Question

Cannot align reads to plasmid

0

Entering edit mode

7.4 years ago

David ▴ 240

Hi, I have sequenced a bacterial genome for which i have a reference genome (98% similarity).

I have used bwa to map reads to the reference genome: bwa mem reference.fa reads.R1.fq.gz reads.R2.fq.gz

I´m failing to recover the plasmid although i know it´s there. I have run the assembly using megahit and align the contigs to the plasmid and i recover 88% of the plasmid.

What i don´t understand is why the reads do not map to the plasmid ???? - samtools flagstat PLASMID.sorted.bam -

1435694 + 0 in total (QC-passed reads + QC-failed reads)   0 + 0 secondary 
0 + 0 supplementary 
0 + 0 duplicates 
0 + 0 mapped (0.00% :N/A) 
1435694 + 0 paired in sequencing 
717847 +  0 read1
717847 + 0 read2
0 + 0 properly paired (0.00% : N/A)
0 + 0 with itself and mate mapped
0 + 0 singletons (0.00% : N/A) 
0 + 0 with mate mapped to a different chr 0 + 0 with mate mapped to a different chr (mapQ>=5)

If i check the reads after the genome assembly i get pretty good mapping

1122036 + 0 in total (QC-passed reads + QC-failed reads) 
0 + 0 secondary
574 + 0 supplementary
0 + 0 duplicates 
1116358 + 0 mapped (99.49% : N/A)
1121462 + 0 paired in sequencing 
560767 + 0 read1 
560695 + 0 read2 
1108556 + 0 properly paired (98.85% : N/A)
1110902 + 0 with itself and mate mapped
4882 + 0 singletons (0.44% : N/A)
1598 + 0 with mate mapped to a different chr 1210 + 0 with mate mapped to a different chr (mapQ>=5)

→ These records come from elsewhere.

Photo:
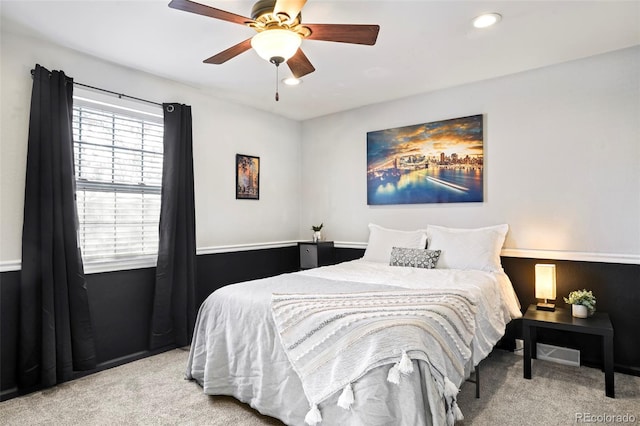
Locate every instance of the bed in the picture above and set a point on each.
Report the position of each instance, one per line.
(386, 339)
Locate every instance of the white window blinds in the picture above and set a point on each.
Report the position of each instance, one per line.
(118, 166)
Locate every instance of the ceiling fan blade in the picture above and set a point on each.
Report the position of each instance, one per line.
(289, 7)
(201, 9)
(299, 64)
(230, 53)
(344, 33)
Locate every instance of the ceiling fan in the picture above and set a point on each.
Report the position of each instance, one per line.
(280, 32)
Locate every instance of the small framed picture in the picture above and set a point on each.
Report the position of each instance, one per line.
(247, 177)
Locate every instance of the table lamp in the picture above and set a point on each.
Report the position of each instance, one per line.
(545, 286)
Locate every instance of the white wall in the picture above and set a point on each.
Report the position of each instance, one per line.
(562, 161)
(220, 130)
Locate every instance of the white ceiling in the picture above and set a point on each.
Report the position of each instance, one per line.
(422, 45)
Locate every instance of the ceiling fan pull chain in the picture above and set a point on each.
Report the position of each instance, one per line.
(277, 63)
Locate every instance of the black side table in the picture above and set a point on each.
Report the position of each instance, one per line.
(561, 319)
(314, 254)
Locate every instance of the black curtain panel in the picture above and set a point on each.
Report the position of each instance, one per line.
(174, 307)
(56, 336)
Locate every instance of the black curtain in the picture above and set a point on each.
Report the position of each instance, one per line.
(174, 307)
(56, 336)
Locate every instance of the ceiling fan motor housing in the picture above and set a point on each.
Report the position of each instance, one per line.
(262, 11)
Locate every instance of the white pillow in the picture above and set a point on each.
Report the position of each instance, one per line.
(382, 240)
(477, 248)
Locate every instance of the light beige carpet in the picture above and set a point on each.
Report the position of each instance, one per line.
(152, 391)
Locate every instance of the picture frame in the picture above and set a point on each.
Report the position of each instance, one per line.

Any idea why i´m missing the plasmid when aligning clean reads directly to the plasmid ???

sequencing bwa • 2.5k views

ADD COMMENT • link updated 7.4 years ago by h.mon 35k • written 7.4 years ago by David ▴ 240

0

Entering edit mode

Can you try using bbsplit.sh from BBMap suite using plasmid and genome sequence at the same time to bin the reads? You have not said what length your reads are (are they trimmed/cleaned of adapters). Pay attention to the settings about the reads that multi-map (across and within the genomes provided)

ADD REPLY • link 7.4 years ago by GenoMax 152k

0

Entering edit mode

Thanks for your response genomax. It´s an illumina 2*250bp on a single bacterial genome. It turns out that insert size average is 300, not that good, but i have quality trimmed all sequences and remove adapters and phiX genome.

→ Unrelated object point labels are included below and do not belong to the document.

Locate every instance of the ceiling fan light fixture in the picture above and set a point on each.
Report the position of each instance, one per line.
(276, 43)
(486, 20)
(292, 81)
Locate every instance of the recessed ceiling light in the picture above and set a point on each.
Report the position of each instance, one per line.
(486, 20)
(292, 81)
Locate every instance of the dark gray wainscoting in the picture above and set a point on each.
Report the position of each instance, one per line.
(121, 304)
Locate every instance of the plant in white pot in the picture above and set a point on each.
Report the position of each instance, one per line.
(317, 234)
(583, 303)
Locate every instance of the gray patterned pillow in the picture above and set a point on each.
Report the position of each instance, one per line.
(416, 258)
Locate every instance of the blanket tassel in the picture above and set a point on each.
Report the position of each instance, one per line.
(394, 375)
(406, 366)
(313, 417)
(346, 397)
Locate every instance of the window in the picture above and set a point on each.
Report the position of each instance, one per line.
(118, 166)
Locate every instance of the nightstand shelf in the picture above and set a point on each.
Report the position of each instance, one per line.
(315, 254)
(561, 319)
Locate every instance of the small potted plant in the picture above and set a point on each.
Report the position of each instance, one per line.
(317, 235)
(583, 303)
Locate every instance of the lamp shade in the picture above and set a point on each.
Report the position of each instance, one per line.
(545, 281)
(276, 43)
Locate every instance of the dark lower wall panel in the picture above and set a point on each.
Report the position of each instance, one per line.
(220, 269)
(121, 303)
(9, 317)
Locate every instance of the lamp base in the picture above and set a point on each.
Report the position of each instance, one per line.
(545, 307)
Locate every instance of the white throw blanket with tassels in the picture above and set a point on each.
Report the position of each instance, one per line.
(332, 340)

Here is the output from bbspplit

#name   %unambiguousReads       unambiguousMB   %ambiguousReads ambiguousMB     unambiguousReads        ambiguousReads
Reference_genome_without_plasmid    99.36129        226.48699       0.00018 0.00026 1121942 2
plasmid  0.00000 0.00000 0.00018 0.00026 0       2

The idea behind the sequencing of that specific strain is that is´s phenotypically different from the reference, so the idea is to look at the genome and find if there is genomic event that might explain this phenotipically difference.

ADD REPLY • link 7.4 years ago by David ▴ 240

score 0 · Answer 1 · 2018-02-17

You are failing to report some fundamental information: what is the similarity between the plasmid and the assembled contigs? How are you aligning the contigs to the plasmid? What is the coverage of the contigs mapping to the plasmid? Is it different from the contigs mapping to the bacterial genome?

Maybe the similarity is too low to map short reads to the plasmid with bwa, but high enough to align the contigs to the plasmid with whatever software you used (blast?).